In the United States, the first-sale doctrine prevents artists from profiting from resales of their work, but Europeans have granted droit de suite (French for “right to follow”) to artists for more than a hundred years, partly out of sympathy for starving artists and partly out of respect for intellectual property, notions not so highly regarded by the American legal system.
A couple of weeks ago, Congressman Jerrold Nadler of New York vowed to re-introduce his stalled house bill, which he said addressed a “serious lack of equity [in] the distribution of revenue generated by sales and resales of works of art.” The U.S. Copyright Office is expected to issue a report soon and it is likely that the bill, which “would set aside a royalty rate of 7% for resales over $10,000 at large auction houses, half of which would go to the artists, and half to nonprofit art museums,” will be reintroduced this session.
This should be an interesting one to follow. For full details on the bill, there’s an in-depth Art in America article by Tracy Zwick, at the end of which she recounts a famous outburst by Texas artist Robert Rauschenberg. When one of his pieces, which he originally sold for $900, sold at auction fifteen years later for $85,000, he yelled at the seller, “I’ve been working my ass off for you to make that profit!”

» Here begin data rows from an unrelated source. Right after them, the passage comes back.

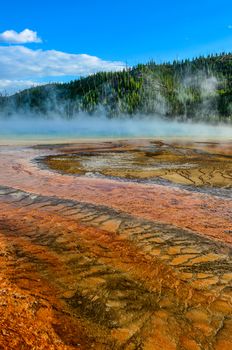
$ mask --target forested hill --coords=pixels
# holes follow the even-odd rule
[[[159,115],[232,122],[232,54],[139,64],[65,84],[48,84],[0,98],[0,113],[104,112],[109,117]]]

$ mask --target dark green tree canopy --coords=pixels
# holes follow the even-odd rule
[[[48,84],[0,96],[0,112],[59,114],[104,111],[108,117],[136,114],[180,120],[232,121],[232,54],[139,64],[100,72],[65,84]]]

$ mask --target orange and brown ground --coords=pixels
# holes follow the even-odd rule
[[[231,164],[231,143],[0,147],[0,349],[231,349]]]

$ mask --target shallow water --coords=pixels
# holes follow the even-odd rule
[[[3,349],[231,349],[231,189],[211,176],[193,192],[191,173],[231,155],[215,141],[0,146]],[[196,185],[167,185],[179,170]]]
[[[0,118],[0,140],[10,142],[151,137],[225,141],[232,140],[232,127],[225,124],[214,126],[204,123],[183,123],[156,116],[109,119],[105,116],[83,115],[70,120],[57,116],[45,119],[37,115]]]

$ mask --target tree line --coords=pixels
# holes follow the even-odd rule
[[[69,83],[47,84],[0,96],[2,115],[15,112],[158,115],[180,120],[232,121],[232,54],[150,61],[119,72],[100,72]]]

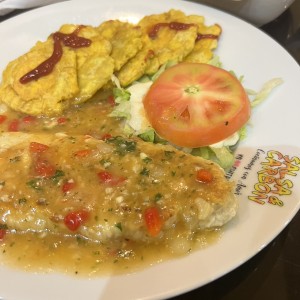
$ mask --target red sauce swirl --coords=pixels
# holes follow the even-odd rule
[[[219,38],[219,36],[215,35],[215,34],[201,34],[201,33],[198,33],[197,38],[196,38],[196,42],[200,41],[200,40],[203,40],[203,39],[218,39],[218,38]]]
[[[191,26],[195,26],[195,24],[186,24],[186,23],[180,23],[180,22],[170,22],[170,23],[157,23],[151,27],[151,29],[148,31],[148,36],[151,39],[155,39],[157,37],[158,31],[163,27],[168,27],[169,29],[180,31],[180,30],[187,30]],[[198,33],[196,37],[196,42],[200,41],[202,39],[218,39],[218,35],[215,34],[201,34]]]
[[[155,39],[157,37],[158,31],[163,27],[168,27],[172,30],[180,31],[180,30],[187,30],[192,26],[195,26],[195,24],[186,24],[180,22],[157,23],[153,25],[153,27],[148,31],[148,35],[151,39]]]
[[[72,33],[53,33],[52,38],[54,45],[52,55],[41,64],[39,64],[35,69],[23,75],[19,80],[20,83],[26,84],[30,81],[37,80],[43,76],[50,74],[53,71],[55,65],[60,61],[62,57],[62,44],[64,44],[66,47],[75,49],[89,47],[92,41],[90,39],[86,39],[77,35],[83,27],[84,26],[77,27]]]

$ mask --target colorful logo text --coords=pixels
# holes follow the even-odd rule
[[[267,152],[261,166],[261,170],[257,172],[258,182],[248,199],[258,204],[283,206],[280,198],[292,194],[294,184],[291,179],[300,169],[300,158],[271,150]]]

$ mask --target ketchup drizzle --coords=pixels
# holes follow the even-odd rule
[[[215,35],[215,34],[202,34],[202,33],[198,33],[197,34],[197,38],[196,38],[196,42],[202,40],[202,39],[218,39],[219,36]]]
[[[180,22],[170,22],[170,23],[157,23],[150,28],[148,31],[148,36],[151,39],[155,39],[157,37],[158,31],[163,27],[168,27],[172,30],[180,31],[180,30],[187,30],[191,26],[195,26],[195,24],[186,24],[186,23],[180,23]],[[218,36],[215,34],[201,34],[198,33],[196,37],[196,42],[200,41],[202,39],[217,39]]]
[[[162,27],[169,27],[170,29],[180,31],[180,30],[187,30],[192,26],[194,26],[194,24],[185,24],[180,22],[157,23],[149,30],[148,35],[151,39],[155,39],[158,31]]]
[[[78,26],[72,33],[68,34],[59,31],[53,33],[52,38],[54,41],[54,45],[52,55],[41,64],[39,64],[35,69],[23,75],[19,80],[20,83],[26,84],[30,81],[37,80],[43,76],[50,74],[53,71],[55,65],[60,61],[62,57],[62,44],[64,44],[66,47],[75,49],[89,47],[92,41],[90,39],[86,39],[77,35],[83,27],[84,26]]]

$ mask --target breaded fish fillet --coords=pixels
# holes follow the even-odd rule
[[[147,242],[222,226],[237,211],[223,170],[173,147],[26,133],[2,134],[0,145],[0,225],[11,231]]]

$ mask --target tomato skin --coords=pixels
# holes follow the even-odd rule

P.S. Rauschenberg was no stranger to debt-related ruckuses: During the 1998 exhibition Robert Rauschenberg: A Retrospective, fifteen works were confiscated from the Menil Collection for a week over unpaid storage fees. In an even more surreal money fight, heirs to Rauschenberg’s Canyon were sent a $29 million tax bill by the IRS just last year. The 1959 combine includes a stuffed bald eagle (and is, therefore, prohibited by federal law from resale), so the heirs claimed it had zero value. That makes perfect sense and gives a very real meaning to the word “priceless,” but they gave up the fight and ended up donating the work to the MoMA.